|
忠政公が院庄での築城を断念し、新たに鶴山の丘に城を建てることにした時、そしてこの山にあった鶴山八幡宮を別の場所に遷宮させることにして、その場所を久米南郡の覗山に選定して、御神体を遷じた。その後も築城普請は順調に進んでいたが、慶長13年8月14日にその事件は起きた。遷宮した覗山の鶴山八幡宮の例大祭があるため、その前日に忠政公は手を荒い、口をそそいで礼拝し、その後、心がすがすがしいまま、明日見えるであろう十五夜の月夜の宴を待ちきれずに一日早く催した。近習のものと共にその宴を楽しんだが、世もふけたので、寝所に入って眠りにつくと、鶴山八幡宮の神が、気高い翁の姿で忠政の枕元に立ち、「なんじ信仰もっとも厚くそれを感動しないわけではないが、今鎮座している覗山は他の郡に属してしまっている。
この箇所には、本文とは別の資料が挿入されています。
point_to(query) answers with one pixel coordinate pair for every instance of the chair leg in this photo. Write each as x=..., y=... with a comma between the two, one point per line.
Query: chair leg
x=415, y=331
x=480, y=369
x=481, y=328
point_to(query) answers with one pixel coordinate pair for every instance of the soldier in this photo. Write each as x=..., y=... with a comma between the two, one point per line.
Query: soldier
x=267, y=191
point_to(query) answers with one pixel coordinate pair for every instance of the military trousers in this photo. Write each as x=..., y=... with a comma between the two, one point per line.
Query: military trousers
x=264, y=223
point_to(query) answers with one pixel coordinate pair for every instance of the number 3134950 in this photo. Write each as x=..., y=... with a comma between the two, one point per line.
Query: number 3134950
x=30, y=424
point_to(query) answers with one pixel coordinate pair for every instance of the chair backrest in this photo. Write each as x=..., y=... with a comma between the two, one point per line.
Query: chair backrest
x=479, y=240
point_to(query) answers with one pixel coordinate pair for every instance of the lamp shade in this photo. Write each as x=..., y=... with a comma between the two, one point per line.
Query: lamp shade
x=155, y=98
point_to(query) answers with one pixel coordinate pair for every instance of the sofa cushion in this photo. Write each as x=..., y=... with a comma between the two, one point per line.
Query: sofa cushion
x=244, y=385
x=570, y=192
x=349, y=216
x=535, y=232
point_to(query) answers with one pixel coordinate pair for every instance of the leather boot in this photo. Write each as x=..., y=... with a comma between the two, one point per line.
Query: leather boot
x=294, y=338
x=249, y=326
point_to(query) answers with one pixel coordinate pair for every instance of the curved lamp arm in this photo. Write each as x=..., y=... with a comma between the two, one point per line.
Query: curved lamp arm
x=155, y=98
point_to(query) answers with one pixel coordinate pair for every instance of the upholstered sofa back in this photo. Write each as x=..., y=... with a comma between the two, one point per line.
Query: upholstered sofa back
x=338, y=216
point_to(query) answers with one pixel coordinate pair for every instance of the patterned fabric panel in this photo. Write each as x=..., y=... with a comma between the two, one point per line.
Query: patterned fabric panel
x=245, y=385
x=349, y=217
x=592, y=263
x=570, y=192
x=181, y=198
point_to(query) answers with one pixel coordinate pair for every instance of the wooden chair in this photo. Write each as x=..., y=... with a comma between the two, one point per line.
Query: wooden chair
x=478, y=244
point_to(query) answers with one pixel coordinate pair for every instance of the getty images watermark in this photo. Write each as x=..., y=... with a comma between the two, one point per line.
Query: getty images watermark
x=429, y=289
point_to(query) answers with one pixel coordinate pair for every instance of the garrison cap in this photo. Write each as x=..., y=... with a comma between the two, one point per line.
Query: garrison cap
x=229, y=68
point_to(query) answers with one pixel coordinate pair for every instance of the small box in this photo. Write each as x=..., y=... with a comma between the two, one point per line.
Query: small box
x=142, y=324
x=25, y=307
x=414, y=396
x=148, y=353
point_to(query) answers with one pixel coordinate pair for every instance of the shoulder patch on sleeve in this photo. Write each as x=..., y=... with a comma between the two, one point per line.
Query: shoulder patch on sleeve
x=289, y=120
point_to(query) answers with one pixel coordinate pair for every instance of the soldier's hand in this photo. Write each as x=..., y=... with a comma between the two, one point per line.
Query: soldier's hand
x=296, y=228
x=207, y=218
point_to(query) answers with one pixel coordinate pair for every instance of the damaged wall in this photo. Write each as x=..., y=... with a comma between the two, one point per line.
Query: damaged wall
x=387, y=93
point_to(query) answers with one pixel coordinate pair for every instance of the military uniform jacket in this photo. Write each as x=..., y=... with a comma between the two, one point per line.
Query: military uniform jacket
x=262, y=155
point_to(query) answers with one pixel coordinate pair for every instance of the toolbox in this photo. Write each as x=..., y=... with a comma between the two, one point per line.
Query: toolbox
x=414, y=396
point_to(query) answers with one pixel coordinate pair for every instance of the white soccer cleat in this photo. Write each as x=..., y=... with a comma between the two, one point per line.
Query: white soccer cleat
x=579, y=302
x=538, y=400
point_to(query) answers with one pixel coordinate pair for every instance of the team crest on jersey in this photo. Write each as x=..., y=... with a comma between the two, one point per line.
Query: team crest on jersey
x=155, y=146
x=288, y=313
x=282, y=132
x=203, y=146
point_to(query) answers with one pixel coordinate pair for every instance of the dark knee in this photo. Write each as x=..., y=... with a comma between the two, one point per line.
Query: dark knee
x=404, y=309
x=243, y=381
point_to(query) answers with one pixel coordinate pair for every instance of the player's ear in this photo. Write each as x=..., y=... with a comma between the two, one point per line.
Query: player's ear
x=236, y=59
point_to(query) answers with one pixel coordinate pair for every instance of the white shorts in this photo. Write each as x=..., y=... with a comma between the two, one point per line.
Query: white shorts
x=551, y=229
そこで、元あった鶴山と同じ郡の西北に遷座して欲しい、そうすれば必ず国の鎮護となるであろう」と告げ、忠政公は目が覚めたという。
しかし、忠政公はその霊夢を信じず放っておいたところ、再び同じ霊夢を見、それが3度続いて初めて家臣に命じて行動を起こした。
その結果、霊夢が告げたとおり、城の北西にある十六夜山が聖地であることを知り、神殿を建立するのに最もふさわしい場所であることが判明し、驚愕を隠せない忠政公は直ちに遷座することを決めて、幾つかの神器を奉納したという。